Note: they explore in a subtle way that there’s an added layer of fear and risk here from the usual “oh no, I have powers I need to hide them” because Dion is a black boy (reduced a bit because he’s so young but still very much there) and there is much fear in a parent of a black child that they will be hurt, killed or incarcerated for appearing violent to white authority. CW’s Black Lightning also explores this concept heavily and effectively. Contrast this to movies like Joker, where his increasing sense of “power” and his acts of violence are given either an inevitable and therefore justified tone or even up to being vindicated and to be celebrated (Jenny’s clip of the guy saying “that was so great” over and over).

Case in point: this is a child undergoing several traumatic and stressful events, one on top of another, and he doesn’t turn into a serial killer, firstly. 

Enter Pat. Michael B. Jordan’s best friend and fellow scientist. He feels entitled to Dion and his mother. There are amazing conversations about consent and entitlement, and Pat is clearly shown as someone deeply in the wrong (up to and including being the actual villain – “The Crooked Man” who embodies a storm of unimaginable power that consumes other powered people in order to heal himself). His representation of white male privilege, violence and rage is spot-on perfect. 

“The discussion of toxic masculinity in the show is something I was really fascinated by when I talked to Carol. A lot of toxic masculinity or male entitlement is inherited or absorbed and people aren’t even aware they’re taking part in it,” said Ritter. “Those elements definitely come out in the show, where someone goes, ‘Well I’m not getting what I want even though I paid for everything,’ you know this really subtle stuff. It makes you think, so what was your plan, you paid a couple bills so now I owe you?”

“Pat thinks he’s a great guy, you know everyone thinks that they’re the hero of their own story,” Ritter went on to say. “But a lot of times people are keeping tabs and they’re hoping to collect despite the fact that they say they’re doing this out of the kindness of their own heart. But when they’ve lived in a world where most things have been handed to them, especially when they’ve been promised by movies or whatever that they are the heroes and they’ll get what they want, they lash out and get angry.”
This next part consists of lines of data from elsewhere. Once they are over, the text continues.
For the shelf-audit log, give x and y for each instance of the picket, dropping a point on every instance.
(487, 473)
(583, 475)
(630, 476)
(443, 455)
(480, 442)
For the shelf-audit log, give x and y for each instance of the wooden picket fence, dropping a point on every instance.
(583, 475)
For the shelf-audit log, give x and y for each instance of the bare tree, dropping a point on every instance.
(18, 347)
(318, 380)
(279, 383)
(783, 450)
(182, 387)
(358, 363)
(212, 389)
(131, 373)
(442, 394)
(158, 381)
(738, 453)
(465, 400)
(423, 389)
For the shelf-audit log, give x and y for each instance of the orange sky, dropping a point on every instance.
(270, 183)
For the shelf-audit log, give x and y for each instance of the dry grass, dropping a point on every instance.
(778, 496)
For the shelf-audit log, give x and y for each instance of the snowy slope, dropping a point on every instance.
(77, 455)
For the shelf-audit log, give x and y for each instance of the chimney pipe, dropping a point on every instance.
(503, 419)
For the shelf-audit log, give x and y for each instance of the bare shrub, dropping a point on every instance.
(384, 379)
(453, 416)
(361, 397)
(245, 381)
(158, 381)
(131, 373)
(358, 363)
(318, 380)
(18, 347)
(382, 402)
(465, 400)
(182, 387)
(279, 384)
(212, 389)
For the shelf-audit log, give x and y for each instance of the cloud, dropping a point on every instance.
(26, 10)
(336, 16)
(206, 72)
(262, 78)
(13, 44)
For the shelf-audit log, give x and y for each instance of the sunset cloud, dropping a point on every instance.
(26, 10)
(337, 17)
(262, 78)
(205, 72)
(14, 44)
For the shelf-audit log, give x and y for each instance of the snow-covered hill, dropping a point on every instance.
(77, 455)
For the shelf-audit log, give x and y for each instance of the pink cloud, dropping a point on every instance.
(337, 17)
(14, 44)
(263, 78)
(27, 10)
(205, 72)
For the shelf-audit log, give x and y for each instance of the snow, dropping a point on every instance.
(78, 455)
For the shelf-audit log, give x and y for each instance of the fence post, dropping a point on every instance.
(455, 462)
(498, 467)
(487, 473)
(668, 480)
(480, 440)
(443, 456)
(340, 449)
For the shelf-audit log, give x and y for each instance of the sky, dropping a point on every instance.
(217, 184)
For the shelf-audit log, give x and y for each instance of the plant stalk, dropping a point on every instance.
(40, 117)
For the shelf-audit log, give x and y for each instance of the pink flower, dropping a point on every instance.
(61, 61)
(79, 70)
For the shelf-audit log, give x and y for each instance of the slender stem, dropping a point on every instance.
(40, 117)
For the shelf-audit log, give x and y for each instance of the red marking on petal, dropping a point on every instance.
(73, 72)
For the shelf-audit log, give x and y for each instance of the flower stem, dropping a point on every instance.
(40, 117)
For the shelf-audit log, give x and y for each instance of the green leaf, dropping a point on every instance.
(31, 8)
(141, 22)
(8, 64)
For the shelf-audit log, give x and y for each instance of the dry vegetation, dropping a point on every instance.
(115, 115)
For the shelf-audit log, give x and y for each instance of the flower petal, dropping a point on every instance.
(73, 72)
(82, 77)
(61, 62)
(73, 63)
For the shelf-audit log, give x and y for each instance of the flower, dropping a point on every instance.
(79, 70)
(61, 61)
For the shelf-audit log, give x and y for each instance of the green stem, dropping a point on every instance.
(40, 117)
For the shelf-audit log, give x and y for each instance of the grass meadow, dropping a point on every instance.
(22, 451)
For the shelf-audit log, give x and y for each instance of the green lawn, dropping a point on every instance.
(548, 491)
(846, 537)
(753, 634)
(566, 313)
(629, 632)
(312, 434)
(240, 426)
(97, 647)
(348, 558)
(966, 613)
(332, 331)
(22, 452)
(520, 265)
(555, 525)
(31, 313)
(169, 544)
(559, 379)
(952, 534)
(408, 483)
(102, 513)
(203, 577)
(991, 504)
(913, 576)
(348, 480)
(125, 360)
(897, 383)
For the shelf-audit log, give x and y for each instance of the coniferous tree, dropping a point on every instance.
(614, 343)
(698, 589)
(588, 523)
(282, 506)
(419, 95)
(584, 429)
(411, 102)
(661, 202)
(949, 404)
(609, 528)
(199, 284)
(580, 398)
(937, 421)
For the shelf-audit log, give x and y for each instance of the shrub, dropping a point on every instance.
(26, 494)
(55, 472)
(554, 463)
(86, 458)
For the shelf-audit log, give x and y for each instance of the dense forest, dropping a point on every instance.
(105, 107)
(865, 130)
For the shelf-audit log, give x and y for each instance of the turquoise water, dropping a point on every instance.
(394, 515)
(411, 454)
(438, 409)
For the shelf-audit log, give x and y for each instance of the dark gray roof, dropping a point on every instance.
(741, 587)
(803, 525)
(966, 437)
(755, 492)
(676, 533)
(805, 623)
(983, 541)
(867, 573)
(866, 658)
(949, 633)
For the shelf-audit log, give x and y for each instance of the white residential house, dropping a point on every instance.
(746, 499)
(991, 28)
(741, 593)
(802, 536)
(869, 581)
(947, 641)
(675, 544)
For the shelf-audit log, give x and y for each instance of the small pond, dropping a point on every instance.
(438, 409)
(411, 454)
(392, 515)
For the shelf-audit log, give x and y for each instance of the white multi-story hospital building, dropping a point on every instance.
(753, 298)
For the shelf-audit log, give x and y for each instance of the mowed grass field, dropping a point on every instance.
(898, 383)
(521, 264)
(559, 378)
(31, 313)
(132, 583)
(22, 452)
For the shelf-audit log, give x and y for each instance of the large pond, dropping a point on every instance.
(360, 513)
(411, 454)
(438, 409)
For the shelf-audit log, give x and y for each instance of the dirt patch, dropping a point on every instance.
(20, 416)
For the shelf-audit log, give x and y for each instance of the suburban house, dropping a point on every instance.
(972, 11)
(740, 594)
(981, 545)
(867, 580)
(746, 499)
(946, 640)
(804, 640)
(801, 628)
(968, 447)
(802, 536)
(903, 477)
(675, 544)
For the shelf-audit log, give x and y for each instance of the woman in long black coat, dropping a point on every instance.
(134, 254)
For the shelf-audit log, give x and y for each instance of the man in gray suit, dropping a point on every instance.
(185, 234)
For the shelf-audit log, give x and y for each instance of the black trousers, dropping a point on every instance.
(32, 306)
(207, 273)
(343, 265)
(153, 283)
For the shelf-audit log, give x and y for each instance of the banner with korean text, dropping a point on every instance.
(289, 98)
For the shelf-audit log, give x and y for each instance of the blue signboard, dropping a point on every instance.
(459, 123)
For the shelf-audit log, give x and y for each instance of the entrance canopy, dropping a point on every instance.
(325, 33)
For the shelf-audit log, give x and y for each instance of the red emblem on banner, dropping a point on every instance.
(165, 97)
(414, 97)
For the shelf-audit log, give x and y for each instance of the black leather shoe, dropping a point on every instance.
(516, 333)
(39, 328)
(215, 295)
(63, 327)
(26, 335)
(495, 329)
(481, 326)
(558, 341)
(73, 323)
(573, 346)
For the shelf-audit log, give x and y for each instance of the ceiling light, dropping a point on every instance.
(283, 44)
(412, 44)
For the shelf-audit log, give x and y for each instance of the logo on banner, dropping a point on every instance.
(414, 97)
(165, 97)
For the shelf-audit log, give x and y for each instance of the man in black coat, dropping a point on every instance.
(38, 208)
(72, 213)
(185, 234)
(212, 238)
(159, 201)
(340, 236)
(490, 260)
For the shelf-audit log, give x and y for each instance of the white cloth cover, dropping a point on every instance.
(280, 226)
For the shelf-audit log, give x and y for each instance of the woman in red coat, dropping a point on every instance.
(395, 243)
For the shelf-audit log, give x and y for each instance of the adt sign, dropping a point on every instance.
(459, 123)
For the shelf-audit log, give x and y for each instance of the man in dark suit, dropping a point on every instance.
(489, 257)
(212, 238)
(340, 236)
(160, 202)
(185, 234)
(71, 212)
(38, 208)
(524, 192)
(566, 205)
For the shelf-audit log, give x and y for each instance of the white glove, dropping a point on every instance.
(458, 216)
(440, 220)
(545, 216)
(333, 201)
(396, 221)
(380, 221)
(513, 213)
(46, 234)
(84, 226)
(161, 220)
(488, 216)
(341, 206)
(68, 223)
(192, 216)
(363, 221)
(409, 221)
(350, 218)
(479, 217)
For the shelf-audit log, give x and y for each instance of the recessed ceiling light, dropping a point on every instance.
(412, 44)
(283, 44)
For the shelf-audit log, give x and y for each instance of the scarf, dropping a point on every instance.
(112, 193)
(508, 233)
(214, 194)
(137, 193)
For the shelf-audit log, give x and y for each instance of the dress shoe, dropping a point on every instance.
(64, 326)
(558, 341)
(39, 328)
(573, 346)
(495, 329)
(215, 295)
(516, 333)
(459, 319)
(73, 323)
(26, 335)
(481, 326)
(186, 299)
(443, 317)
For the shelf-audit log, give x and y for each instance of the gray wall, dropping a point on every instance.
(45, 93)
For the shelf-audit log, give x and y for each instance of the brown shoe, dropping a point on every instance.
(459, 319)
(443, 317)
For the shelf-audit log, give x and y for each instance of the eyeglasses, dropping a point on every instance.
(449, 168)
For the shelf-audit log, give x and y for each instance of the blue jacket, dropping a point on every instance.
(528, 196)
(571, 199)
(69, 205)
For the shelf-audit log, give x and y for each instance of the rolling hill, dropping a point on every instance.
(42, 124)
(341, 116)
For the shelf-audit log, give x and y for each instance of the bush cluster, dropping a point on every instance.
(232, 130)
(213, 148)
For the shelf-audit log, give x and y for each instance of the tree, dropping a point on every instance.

“There’s not that many healthy outlets for men to talk about this stuff, and it turns inwards and festers,” said Ritter. “They meet all of these other people who are also festering and it gets worse and worse. And if we talk about it and put some sunlight and antiseptic on it — I’m not a doctor but I’ve heard — that will help.”

John Ritter from TV Guide article linked below

The storm survives on even as Pat is defeated, finding a new host in a young white boy who’s father was killed by Pat and whose mother is dead, a young boy possessed of great power and an inclination towards uncontrollable anger (particularly towards women); perfectly symbolizing the perpetuation of toxic masculinity as a systemic rather than individualistic problem, one passed from men down to boys and on again. 

Marginalization is handled beautifully in this show – characters who are underprivileged are full-fleshed out people, not tokens, and their marginalizations are brought up in a way that is natural and responsible, meaning, not too heavily focused on but also not ignored. Racism is addressed but so is ableism, consent, homophobia, and misogyny in the form of male entitlement, all handled wonderfully.